Update: September 14, 2010: FDA Considers Label Change for Fosamax Following Report Showing Increased Risk of Serious Femur Fractures
A Septmeber 14, 2010 task force report published in the Journal of Bone and Mineral Research revealed that bisphosphonates, like Fosamax (alendronate), were associated with atypical femur fractures in osteoporosis patients. The task force reviewed 310 cases of "atypical femur fractures," and found that 94 percent (291) of patients had taken the drugs, most for more than five years. The report concluded that "Physicians and patients should be made aware of the possibility of atypical femoral fractures and of the potential for bilaterality through a change in labeling of [bisphosphonates] BPs.
Fosamax Linked to Osteocronecrosis and Other Serious Side Effects
After prolonged use of Fosamax, many patients have experienced osteocronecrosis of the jaw, which is a severe bone disease that affects the jaw, and frequently leads to infection or fractures. The definitive symptom of the disease is the exposure of bone through lesions in the gums that do not heal. Other serious side effects of Fosamax include ulceration of the esophagus, difficulty or pain when swallowing, pain or burning under the ribs or in the back, new or worsening heartburn, severe joint, bone, or muscle pain, and jaw pain, numbness, or swelling. Less serious side effects of Fosamax include joint pain, back pain, dizziness, diarrhea, and swelling in hands or feet.
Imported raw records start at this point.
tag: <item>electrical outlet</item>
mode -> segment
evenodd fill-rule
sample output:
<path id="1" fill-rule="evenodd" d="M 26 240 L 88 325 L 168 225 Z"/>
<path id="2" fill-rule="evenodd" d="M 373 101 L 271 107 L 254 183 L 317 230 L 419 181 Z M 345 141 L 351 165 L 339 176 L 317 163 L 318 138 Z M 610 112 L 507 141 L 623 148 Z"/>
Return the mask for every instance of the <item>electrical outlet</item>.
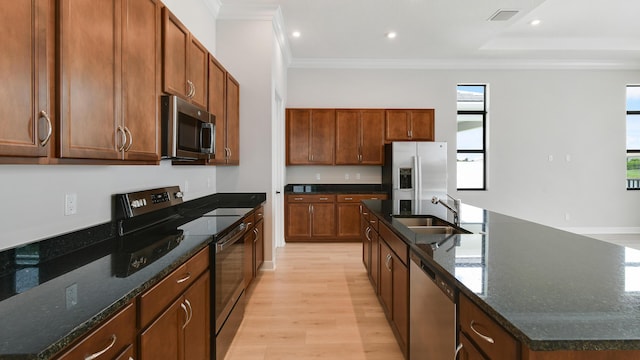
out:
<path id="1" fill-rule="evenodd" d="M 345 180 L 349 180 L 349 174 L 348 174 L 348 173 L 347 173 L 347 174 L 344 174 L 344 179 L 345 179 Z"/>
<path id="2" fill-rule="evenodd" d="M 64 195 L 64 215 L 75 215 L 78 213 L 78 195 L 69 193 Z"/>
<path id="3" fill-rule="evenodd" d="M 184 189 L 182 189 L 182 192 L 188 192 L 188 191 L 189 191 L 189 180 L 185 180 Z"/>
<path id="4" fill-rule="evenodd" d="M 564 220 L 565 221 L 571 220 L 571 215 L 569 213 L 564 213 Z"/>
<path id="5" fill-rule="evenodd" d="M 208 177 L 207 178 L 207 188 L 210 188 L 210 187 L 211 187 L 211 178 Z"/>
<path id="6" fill-rule="evenodd" d="M 356 173 L 356 179 L 360 180 L 360 173 Z"/>
<path id="7" fill-rule="evenodd" d="M 316 173 L 316 180 L 320 180 L 320 173 Z"/>
<path id="8" fill-rule="evenodd" d="M 67 310 L 78 305 L 78 284 L 67 286 L 67 288 L 65 289 L 65 299 Z"/>

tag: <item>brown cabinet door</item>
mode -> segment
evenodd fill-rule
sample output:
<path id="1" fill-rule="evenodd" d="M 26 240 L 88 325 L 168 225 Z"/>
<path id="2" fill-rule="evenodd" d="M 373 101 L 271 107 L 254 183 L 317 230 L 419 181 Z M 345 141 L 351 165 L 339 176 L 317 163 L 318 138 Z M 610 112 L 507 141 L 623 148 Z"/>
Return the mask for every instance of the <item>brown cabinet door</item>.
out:
<path id="1" fill-rule="evenodd" d="M 384 110 L 362 110 L 360 163 L 384 163 Z"/>
<path id="2" fill-rule="evenodd" d="M 409 271 L 400 259 L 392 255 L 393 260 L 393 323 L 395 324 L 406 353 L 409 340 Z"/>
<path id="3" fill-rule="evenodd" d="M 460 344 L 462 345 L 462 349 L 460 349 L 460 354 L 458 355 L 458 359 L 460 360 L 487 360 L 482 353 L 473 345 L 473 343 L 464 335 L 464 333 L 458 333 L 458 339 L 460 339 Z"/>
<path id="4" fill-rule="evenodd" d="M 371 229 L 369 233 L 369 237 L 371 238 L 371 271 L 369 273 L 369 278 L 371 279 L 371 283 L 373 284 L 373 289 L 376 294 L 380 293 L 380 288 L 378 286 L 378 279 L 380 277 L 380 236 L 378 233 Z"/>
<path id="5" fill-rule="evenodd" d="M 181 305 L 184 304 L 179 298 L 140 334 L 141 360 L 184 359 L 182 327 L 188 312 Z"/>
<path id="6" fill-rule="evenodd" d="M 244 264 L 242 273 L 244 274 L 244 287 L 249 287 L 251 281 L 253 281 L 253 240 L 255 233 L 250 228 L 242 239 L 244 241 Z"/>
<path id="7" fill-rule="evenodd" d="M 47 34 L 52 30 L 48 15 L 54 11 L 49 4 L 47 0 L 0 2 L 0 156 L 49 153 Z"/>
<path id="8" fill-rule="evenodd" d="M 184 293 L 184 305 L 189 315 L 183 334 L 184 359 L 210 359 L 209 282 L 207 271 Z"/>
<path id="9" fill-rule="evenodd" d="M 264 263 L 264 221 L 256 223 L 256 239 L 254 241 L 253 276 L 258 274 L 258 270 Z"/>
<path id="10" fill-rule="evenodd" d="M 287 165 L 311 162 L 311 110 L 287 109 Z"/>
<path id="11" fill-rule="evenodd" d="M 227 75 L 224 67 L 209 54 L 209 113 L 216 119 L 216 153 L 209 163 L 220 164 L 225 162 L 226 156 L 226 89 Z"/>
<path id="12" fill-rule="evenodd" d="M 360 204 L 337 204 L 338 237 L 358 239 L 360 237 Z"/>
<path id="13" fill-rule="evenodd" d="M 240 164 L 240 84 L 227 73 L 226 163 Z"/>
<path id="14" fill-rule="evenodd" d="M 286 237 L 309 239 L 311 237 L 311 205 L 309 203 L 288 203 L 285 221 Z"/>
<path id="15" fill-rule="evenodd" d="M 163 90 L 187 98 L 189 30 L 166 7 L 162 9 Z"/>
<path id="16" fill-rule="evenodd" d="M 336 236 L 336 206 L 330 204 L 311 204 L 311 237 Z"/>
<path id="17" fill-rule="evenodd" d="M 360 129 L 360 111 L 336 110 L 336 165 L 360 163 Z"/>
<path id="18" fill-rule="evenodd" d="M 59 6 L 60 155 L 118 159 L 122 0 Z"/>
<path id="19" fill-rule="evenodd" d="M 339 205 L 338 205 L 339 206 Z M 361 217 L 360 226 L 362 230 L 362 264 L 367 269 L 367 274 L 371 273 L 371 235 L 369 232 L 371 228 L 368 226 L 368 221 L 365 217 Z"/>
<path id="20" fill-rule="evenodd" d="M 310 160 L 312 164 L 334 163 L 336 112 L 333 109 L 314 109 L 311 112 Z"/>
<path id="21" fill-rule="evenodd" d="M 207 66 L 209 64 L 209 52 L 196 40 L 189 36 L 189 65 L 187 80 L 191 82 L 191 102 L 206 109 L 209 100 L 209 85 Z"/>
<path id="22" fill-rule="evenodd" d="M 386 110 L 385 115 L 385 141 L 409 140 L 409 113 L 406 110 Z"/>
<path id="23" fill-rule="evenodd" d="M 125 159 L 159 160 L 160 2 L 123 0 L 122 107 Z"/>
<path id="24" fill-rule="evenodd" d="M 382 307 L 389 318 L 393 309 L 393 258 L 391 249 L 384 241 L 379 242 L 380 273 L 378 277 L 378 289 Z"/>
<path id="25" fill-rule="evenodd" d="M 433 109 L 411 110 L 411 140 L 434 140 L 434 111 Z"/>

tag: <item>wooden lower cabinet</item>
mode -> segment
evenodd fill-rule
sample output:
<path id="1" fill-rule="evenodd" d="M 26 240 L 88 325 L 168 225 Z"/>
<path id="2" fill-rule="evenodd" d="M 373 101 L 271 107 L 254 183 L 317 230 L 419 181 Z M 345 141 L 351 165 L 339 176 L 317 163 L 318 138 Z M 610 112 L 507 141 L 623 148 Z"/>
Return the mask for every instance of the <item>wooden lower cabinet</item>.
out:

In 2000, the Food and Drug Administration (FDA) received over 150 reports of osteocronecrosis of the jaw from patients, following the use of biophosphonate treatments. In August of 2004, following a study published in the Journal of Oral and Maxillofacial Surgeons, the FDA issued a warning to healthcare professionals regarding bisphosphonate therapy, such as Fosamax, and its side effects. According to ABC News, sales of Fosamax increased when doctors began prescribing it not only to women showing signs of osteoporosis, but also those who were osteopenic, and thus, at risk for the disease. Many patients, usually women, are suffering from broken femurs following the use of Fosamax. According to the FDA, the drug, when used for 5 or more years, is linked to weakening bones.
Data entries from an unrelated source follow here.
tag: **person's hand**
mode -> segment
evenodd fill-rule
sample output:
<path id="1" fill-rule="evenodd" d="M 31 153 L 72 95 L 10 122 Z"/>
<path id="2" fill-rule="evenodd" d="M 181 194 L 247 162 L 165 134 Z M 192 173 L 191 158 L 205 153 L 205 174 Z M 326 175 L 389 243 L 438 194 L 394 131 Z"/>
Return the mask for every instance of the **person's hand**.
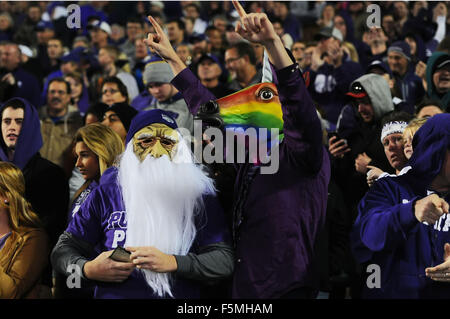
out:
<path id="1" fill-rule="evenodd" d="M 425 63 L 423 63 L 422 61 L 419 61 L 419 63 L 416 64 L 416 75 L 419 78 L 421 78 L 421 79 L 425 78 L 426 70 L 427 70 L 427 65 Z"/>
<path id="2" fill-rule="evenodd" d="M 134 270 L 133 263 L 114 261 L 111 256 L 113 250 L 104 251 L 94 260 L 84 264 L 86 278 L 106 282 L 123 282 Z"/>
<path id="3" fill-rule="evenodd" d="M 177 53 L 172 47 L 172 44 L 170 44 L 169 38 L 164 33 L 164 30 L 158 22 L 156 22 L 152 16 L 148 16 L 148 20 L 155 29 L 155 33 L 149 33 L 147 35 L 147 39 L 144 40 L 145 44 L 149 46 L 150 50 L 157 53 L 167 62 L 179 59 Z"/>
<path id="4" fill-rule="evenodd" d="M 448 214 L 448 203 L 436 194 L 416 201 L 414 215 L 419 222 L 433 225 L 443 214 Z"/>
<path id="5" fill-rule="evenodd" d="M 358 157 L 355 159 L 356 171 L 361 174 L 366 174 L 367 166 L 371 161 L 372 159 L 366 153 L 359 154 Z"/>
<path id="6" fill-rule="evenodd" d="M 236 32 L 247 41 L 266 46 L 274 42 L 279 36 L 265 13 L 247 14 L 237 0 L 232 0 L 234 8 L 239 14 L 240 21 L 236 24 Z"/>
<path id="7" fill-rule="evenodd" d="M 173 255 L 167 255 L 155 247 L 126 247 L 131 251 L 131 261 L 139 269 L 154 272 L 173 272 L 178 265 Z"/>
<path id="8" fill-rule="evenodd" d="M 335 68 L 342 65 L 342 57 L 344 56 L 344 51 L 342 50 L 339 42 L 331 41 L 327 47 L 327 53 L 330 57 L 331 63 Z"/>
<path id="9" fill-rule="evenodd" d="M 378 177 L 380 177 L 380 175 L 383 174 L 384 172 L 378 167 L 371 165 L 367 165 L 367 169 L 370 170 L 367 172 L 367 185 L 369 185 L 369 187 L 372 187 L 372 185 L 376 182 Z"/>
<path id="10" fill-rule="evenodd" d="M 316 72 L 325 63 L 325 61 L 321 58 L 321 56 L 322 56 L 322 52 L 316 46 L 314 48 L 312 56 L 311 56 L 311 69 L 314 72 Z"/>
<path id="11" fill-rule="evenodd" d="M 10 73 L 7 73 L 7 74 L 5 74 L 3 77 L 2 77 L 2 80 L 1 80 L 2 82 L 6 82 L 6 83 L 8 83 L 9 85 L 14 85 L 14 84 L 16 84 L 16 78 L 14 77 L 14 75 L 10 72 Z"/>
<path id="12" fill-rule="evenodd" d="M 328 141 L 328 150 L 333 157 L 343 158 L 345 153 L 350 152 L 347 141 L 344 139 L 337 139 L 332 136 Z"/>
<path id="13" fill-rule="evenodd" d="M 450 244 L 444 245 L 444 262 L 425 269 L 427 277 L 434 281 L 450 282 Z"/>

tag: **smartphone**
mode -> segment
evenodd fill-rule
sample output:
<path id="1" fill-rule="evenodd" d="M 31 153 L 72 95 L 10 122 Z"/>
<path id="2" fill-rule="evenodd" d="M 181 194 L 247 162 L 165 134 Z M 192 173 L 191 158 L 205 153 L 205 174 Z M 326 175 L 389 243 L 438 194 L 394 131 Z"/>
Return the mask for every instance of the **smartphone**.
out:
<path id="1" fill-rule="evenodd" d="M 129 262 L 131 262 L 130 255 L 131 255 L 131 252 L 129 252 L 125 248 L 117 247 L 116 249 L 114 249 L 114 251 L 112 252 L 111 256 L 109 256 L 109 258 L 111 258 L 114 261 L 129 263 Z"/>
<path id="2" fill-rule="evenodd" d="M 336 141 L 339 141 L 341 139 L 337 132 L 329 132 L 328 133 L 328 139 L 332 138 L 333 136 L 336 136 Z"/>

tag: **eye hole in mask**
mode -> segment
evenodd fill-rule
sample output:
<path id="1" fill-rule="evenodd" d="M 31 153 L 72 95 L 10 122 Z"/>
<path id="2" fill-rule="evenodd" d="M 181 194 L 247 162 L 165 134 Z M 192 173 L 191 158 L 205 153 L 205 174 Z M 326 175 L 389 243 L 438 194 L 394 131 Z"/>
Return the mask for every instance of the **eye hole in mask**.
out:
<path id="1" fill-rule="evenodd" d="M 258 98 L 263 101 L 270 101 L 275 96 L 275 93 L 270 88 L 263 88 L 258 92 Z"/>

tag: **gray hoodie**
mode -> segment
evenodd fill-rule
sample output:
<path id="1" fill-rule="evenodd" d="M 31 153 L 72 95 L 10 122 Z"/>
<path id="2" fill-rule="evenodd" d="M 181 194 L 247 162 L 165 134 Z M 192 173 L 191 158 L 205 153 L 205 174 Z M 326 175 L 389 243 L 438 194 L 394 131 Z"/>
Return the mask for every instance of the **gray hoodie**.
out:
<path id="1" fill-rule="evenodd" d="M 394 110 L 391 90 L 386 80 L 378 74 L 365 74 L 353 83 L 361 83 L 372 102 L 375 120 L 380 120 L 384 114 Z M 352 83 L 352 84 L 353 84 Z"/>

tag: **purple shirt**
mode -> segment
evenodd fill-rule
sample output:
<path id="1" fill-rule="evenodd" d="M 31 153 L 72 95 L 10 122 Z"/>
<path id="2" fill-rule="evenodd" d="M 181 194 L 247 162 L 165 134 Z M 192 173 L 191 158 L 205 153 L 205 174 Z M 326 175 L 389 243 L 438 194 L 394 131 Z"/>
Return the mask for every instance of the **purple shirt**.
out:
<path id="1" fill-rule="evenodd" d="M 329 158 L 300 70 L 287 67 L 276 76 L 284 120 L 280 168 L 272 175 L 257 172 L 246 191 L 242 216 L 235 225 L 233 298 L 277 298 L 298 287 L 314 287 L 317 280 L 314 244 L 325 221 Z M 192 114 L 201 104 L 215 100 L 187 68 L 172 84 Z M 236 190 L 248 177 L 249 166 L 239 166 Z"/>
<path id="2" fill-rule="evenodd" d="M 67 232 L 90 243 L 98 253 L 123 247 L 126 239 L 127 217 L 119 185 L 117 184 L 117 168 L 107 169 L 87 200 L 67 227 Z M 197 237 L 191 252 L 209 244 L 228 241 L 223 211 L 218 200 L 205 196 L 205 214 L 207 220 L 198 221 Z M 205 216 L 207 215 L 207 216 Z M 198 298 L 199 286 L 193 281 L 174 276 L 172 293 L 175 298 Z M 143 275 L 134 270 L 122 283 L 97 282 L 95 298 L 105 299 L 157 299 L 153 290 L 146 283 Z"/>

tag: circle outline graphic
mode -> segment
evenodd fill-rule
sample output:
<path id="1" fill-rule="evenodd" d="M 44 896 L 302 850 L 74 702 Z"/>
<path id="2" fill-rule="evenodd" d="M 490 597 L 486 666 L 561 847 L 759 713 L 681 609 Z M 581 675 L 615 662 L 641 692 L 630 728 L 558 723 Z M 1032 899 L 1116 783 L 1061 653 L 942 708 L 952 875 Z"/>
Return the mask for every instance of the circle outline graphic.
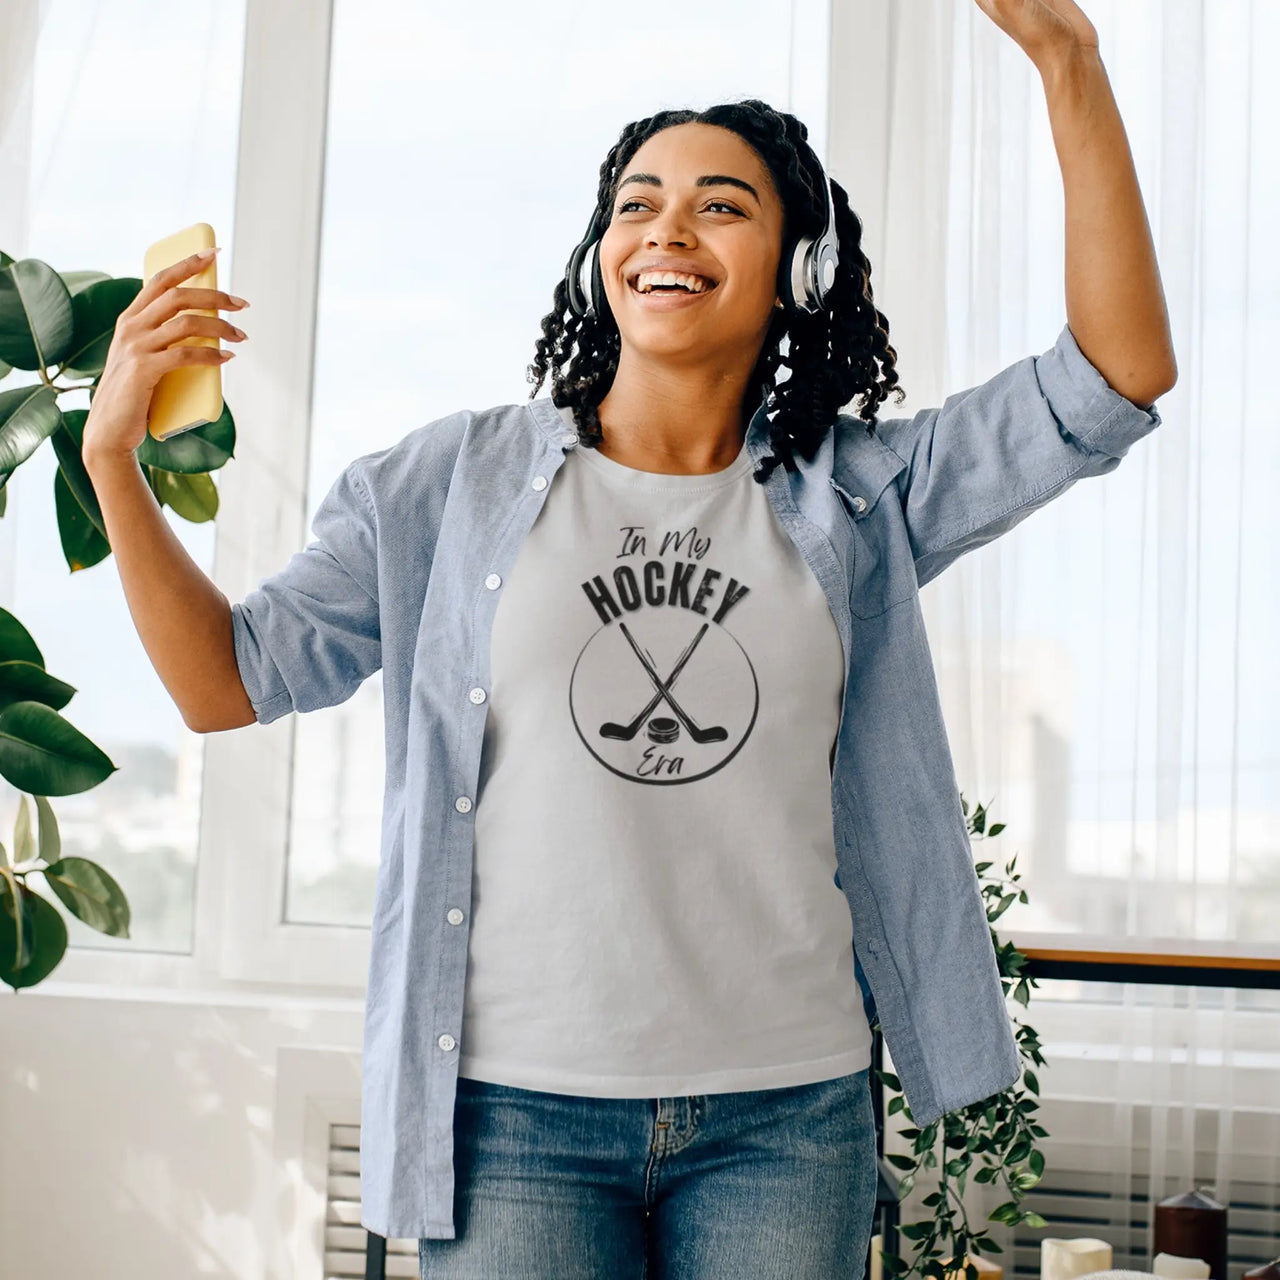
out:
<path id="1" fill-rule="evenodd" d="M 739 751 L 742 750 L 743 746 L 747 742 L 747 739 L 751 737 L 751 731 L 755 728 L 756 718 L 760 714 L 760 681 L 756 679 L 755 666 L 752 664 L 751 659 L 747 656 L 747 651 L 742 647 L 742 644 L 738 640 L 738 637 L 735 636 L 733 632 L 730 631 L 727 627 L 723 627 L 719 623 L 715 624 L 716 630 L 719 631 L 721 635 L 728 636 L 729 639 L 732 640 L 733 643 L 738 646 L 738 651 L 742 654 L 742 660 L 747 664 L 747 670 L 751 673 L 751 693 L 752 693 L 751 719 L 747 722 L 747 727 L 743 731 L 742 737 L 739 738 L 737 745 L 733 748 L 732 751 L 729 752 L 728 755 L 724 757 L 723 760 L 718 761 L 710 769 L 704 769 L 701 773 L 691 774 L 687 778 L 637 778 L 634 774 L 626 773 L 623 770 L 617 768 L 616 766 L 610 764 L 608 760 L 606 760 L 598 751 L 596 751 L 596 749 L 591 745 L 591 742 L 589 741 L 587 735 L 583 732 L 582 725 L 578 723 L 578 717 L 574 714 L 574 710 L 573 710 L 573 682 L 574 682 L 574 677 L 578 673 L 578 665 L 582 662 L 582 655 L 585 654 L 589 648 L 591 648 L 592 642 L 602 631 L 607 631 L 613 625 L 614 623 L 612 621 L 602 622 L 600 626 L 598 626 L 587 637 L 586 642 L 583 644 L 582 648 L 578 650 L 578 656 L 574 659 L 574 662 L 573 662 L 573 669 L 569 673 L 569 718 L 573 721 L 573 727 L 578 735 L 578 740 L 591 753 L 591 756 L 593 759 L 597 760 L 600 764 L 602 764 L 606 769 L 609 770 L 610 773 L 615 773 L 618 775 L 619 778 L 625 778 L 628 782 L 640 782 L 651 787 L 675 787 L 675 786 L 680 786 L 682 783 L 686 783 L 686 782 L 698 782 L 703 778 L 711 777 L 713 773 L 718 773 L 721 769 L 725 767 L 725 765 L 729 763 L 730 760 L 734 758 L 734 756 L 738 754 Z"/>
At Columbia University Medical Center researchers evaluated the bone structure of 111 postmenopausal women with primary osteoporosis; 61 had been taking bisphosphonates for at least four years and 50 controls were taking calcium and vitamin D supplements. Bisphosphonates improved structural integrity early in the course of treatment; however, those gains were diminished with long-term treatment, according to an American Academy of Orthopedic Surgeons press release.
According to Melvin Rosenwasser MD, "in the early treatment period, patients using bisphosphonates experienced improvements in all parameters, including decreased buckling ratio and increased cross-sectional area. However, after 4 years of use, these trends reversed, revealing an association between prolonged therapy and declining cortical bone structural integrity."